Fifty years ago tomorrow, Eric Edgar Cooke, 33, sat on a stool next to a bucket in a tiny white cell and prepared for the gallows.

He had been given 333 days in Fremantle Prison to contemplate how his end would come.

Here he was, early on October 26, 1964, showered and in new jail clothes with ties, not buttons, in case WA's most notorious killer planned one last act of defiance.

FULL COVERAGE: ERIC EDGAR COOKE

Even before sunrise that Monday, Cooke was raised from cell 12 by the guards who would walk him through his final hours.

They were hand-picked for seniority and relationships built with Cooke since his arrest for the crimes that changed Perth.

One was David Campbell, who had watched over Cooke for months. Today, he remembers in vivid detail the last execution in WA and his part in it.

"He was polite, well-mannered, well-behaved and respectful in here but everyone knew what he had done," Mr Campbell said.


Fremantle Prison tour Guide David Campbell. Picture: Ian Munro/The West Australian


Cooke was the 154th and last person hanged in WA and by that time the preparation for an execution was done in minute detail.

About 10 days earlier, Cooke was measured and weighed so the length of rope needed could be calculated. And then the men who would accompany him on that final walk were selected.

Mr Campbell began work in jails seven years earlier and the Irishman quickly rose through the ranks because of a personable style that exuded authority but with a sympathetic ear.

"I tried to be as hard and as fair as I could and the prisoners seemed to respect that," he said.

"I never had much trouble, certainly not from Cooke."

Hard to believe, given why he was there. Perth had never had a monster like the Night Caller, a serial killer who murdered eight people between 1959 and 1963 and tried to kill 14 more.

The ripples of Cooke's terror reverberated for decades - for his family, the families of victims and, shockingly, men wrongly convicted for some of his crimes.

It took more than 40 years for Darryl Beamish and John Button to be cleared of killing Jillian Brewer and Rosemary Anderson, though Cooke confessed to the crimes on his last day on earth.

That confession was in what Mr Campbell still calls the "death cell", where condemned prisoners were taken before the other inmates awoke to avoid potentially dangerous tensions.

As 8am neared, every jail staff member was at work and every inmate was in the exercise yard.

"On those days there was an electricity running through the place," Mr Campbell said. In Rivervale, Cooke's family watched the clock at a neighbour's house, with his children given a rare day off school.
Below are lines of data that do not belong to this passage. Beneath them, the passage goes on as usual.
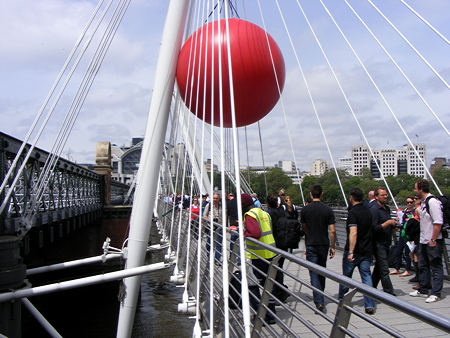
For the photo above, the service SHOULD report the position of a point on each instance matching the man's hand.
(350, 257)
(331, 253)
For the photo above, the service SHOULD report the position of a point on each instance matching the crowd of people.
(369, 229)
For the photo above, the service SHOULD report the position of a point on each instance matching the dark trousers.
(430, 268)
(260, 272)
(317, 254)
(381, 269)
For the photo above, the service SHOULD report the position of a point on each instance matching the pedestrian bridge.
(50, 194)
(207, 287)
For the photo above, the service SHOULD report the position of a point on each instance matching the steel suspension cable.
(399, 68)
(387, 105)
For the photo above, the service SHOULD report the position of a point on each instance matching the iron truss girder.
(42, 197)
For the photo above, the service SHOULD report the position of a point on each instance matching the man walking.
(382, 226)
(257, 224)
(213, 211)
(316, 219)
(431, 243)
(358, 250)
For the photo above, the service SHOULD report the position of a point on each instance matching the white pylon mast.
(147, 185)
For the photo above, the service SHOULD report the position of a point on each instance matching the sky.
(37, 37)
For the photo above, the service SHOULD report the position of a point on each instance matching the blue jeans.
(381, 269)
(261, 276)
(363, 264)
(430, 267)
(217, 240)
(402, 247)
(317, 254)
(233, 240)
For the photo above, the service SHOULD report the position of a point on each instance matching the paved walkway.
(401, 323)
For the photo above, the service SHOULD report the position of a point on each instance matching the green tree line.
(401, 186)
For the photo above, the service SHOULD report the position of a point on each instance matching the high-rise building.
(392, 162)
(319, 167)
(345, 163)
(438, 162)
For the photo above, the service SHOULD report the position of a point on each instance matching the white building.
(346, 163)
(319, 167)
(392, 162)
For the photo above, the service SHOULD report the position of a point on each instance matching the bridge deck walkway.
(404, 324)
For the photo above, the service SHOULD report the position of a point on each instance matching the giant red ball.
(257, 67)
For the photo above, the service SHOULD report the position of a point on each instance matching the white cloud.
(42, 33)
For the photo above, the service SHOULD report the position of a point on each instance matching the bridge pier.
(104, 167)
(12, 277)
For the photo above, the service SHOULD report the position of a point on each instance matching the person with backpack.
(431, 244)
(278, 217)
(317, 221)
(257, 225)
(290, 208)
(402, 246)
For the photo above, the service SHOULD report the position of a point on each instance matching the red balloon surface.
(257, 80)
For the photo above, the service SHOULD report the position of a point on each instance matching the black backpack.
(288, 232)
(411, 229)
(445, 210)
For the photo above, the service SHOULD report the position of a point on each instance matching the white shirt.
(427, 220)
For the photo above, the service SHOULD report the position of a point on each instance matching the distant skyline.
(40, 34)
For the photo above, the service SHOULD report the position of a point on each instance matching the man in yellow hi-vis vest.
(257, 224)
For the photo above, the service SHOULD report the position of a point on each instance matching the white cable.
(410, 45)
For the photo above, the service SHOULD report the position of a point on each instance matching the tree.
(365, 173)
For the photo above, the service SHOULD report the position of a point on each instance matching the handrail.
(293, 318)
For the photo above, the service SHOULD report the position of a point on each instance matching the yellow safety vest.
(264, 221)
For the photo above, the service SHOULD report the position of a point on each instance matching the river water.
(93, 311)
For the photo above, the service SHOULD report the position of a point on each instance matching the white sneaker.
(432, 299)
(418, 294)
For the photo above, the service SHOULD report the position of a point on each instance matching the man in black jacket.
(382, 226)
(358, 250)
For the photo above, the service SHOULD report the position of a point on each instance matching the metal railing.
(295, 317)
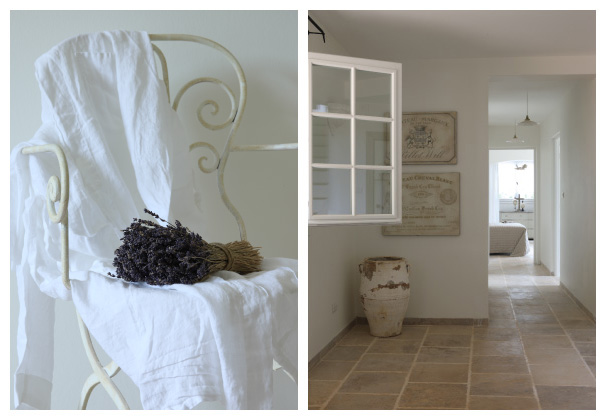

Wife Sally said her goodbyes the previous day in the sterile, pale blue visiting room with a metal table bolted to the concrete floor.

Years later, Mr Campbell says, she would return to sit in that same visiting cell and remember.

The only visitors for Cooke on his last day were officials to observe the sentence Justice Sir John Virtue had handed down.


Eric Cooke with investigating police.


As the prison clock chimed eight times, the swift final walk began, with the four guards and Cooke pausing only to place a cloth hood over his head.

Only Mr Campbell, who is still a tour guide at the long-closed jail, knows who pulled the lever to end Cooke's life.

Only Mr Campbell heard Cooke's last words but he will not reveal that either, except to say the killer accepted his fate.

"When that trapdoor opened, the sound reverberated around the whole prison - and then it was done," Mr Campbell said.